To update the files compare the embedded resource file with to the newly updated sources ensuring the structure is the same. For ServiceControl.exe.config and ServiceControl.Monitoring.exe.config ensure the TransportType remains configured for the Learning Transport.

When finished, commit the changes to a branch and raise a pull request against master.

Deploying

As we don't care about patching older releases, the Platform Sample uses a simplified version of Release Flow that, in most cases, does not require release-X.Y branches.

  • Builds on the master branch will, by default, create an alpha version of the next minor.
  • To create a production release, tag the master branch with the full version number. GitHub Actions will build it and push it to Octopus.
  • All normal releases (most often updating the platform tools versions) should increment the minor.
    • A major version need only be released in the event of a breaking change in the API.
    • Patch releases generally should be avoided. If one is necessary, a release branch would need to be created from the point of the tagged minor, and the patch released from there.
  • Deploy to NuGet by promoting in Octopus.

Why not use version ranges / wildcard dependency?

Projects using packages.config have control over whether to resolve the highest matching or lowest matching dependency. However this feature has not yet been added for PackageReference in SDK style project files in Visual Studio 2017 and higher.

If, for example, Particular.PlatformSample were to reference Particular.PlatformSample.ServiceControl (>= 4.0.0 && < 5.0.0), then, on a project using the platform sample, NuGet would resolve the lowest matching version within that range.
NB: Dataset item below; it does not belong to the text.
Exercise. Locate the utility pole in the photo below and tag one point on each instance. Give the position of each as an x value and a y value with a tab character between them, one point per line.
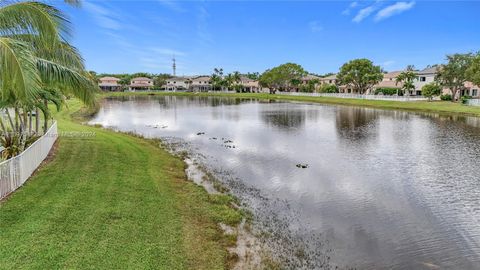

The effect would be that the updated Particular.PlatformSample.ServiceControl would not automatically be deployed in projects unless the end user explicitly updated that package to latest.

For that reason, a new minor release of Particular.PlatformSample must (unfortunately) be released every time one of the underlying packages is updated.

The NuGet client has an open issue to allow users to determine package resolution strategy, which is now unblocked but is not yet prioritized. (Previously it was waiting on a packages lockfile feature that has now been released in NuGet 4.9 / Visual Studio 2017 15.9.)

However, even once the issue above is addressed, new versions of Particular.PlatformSample must still be shipped when dependencies are updated in order to support users running Visual Studio 2017 or 2019 that contain the old NuGet client.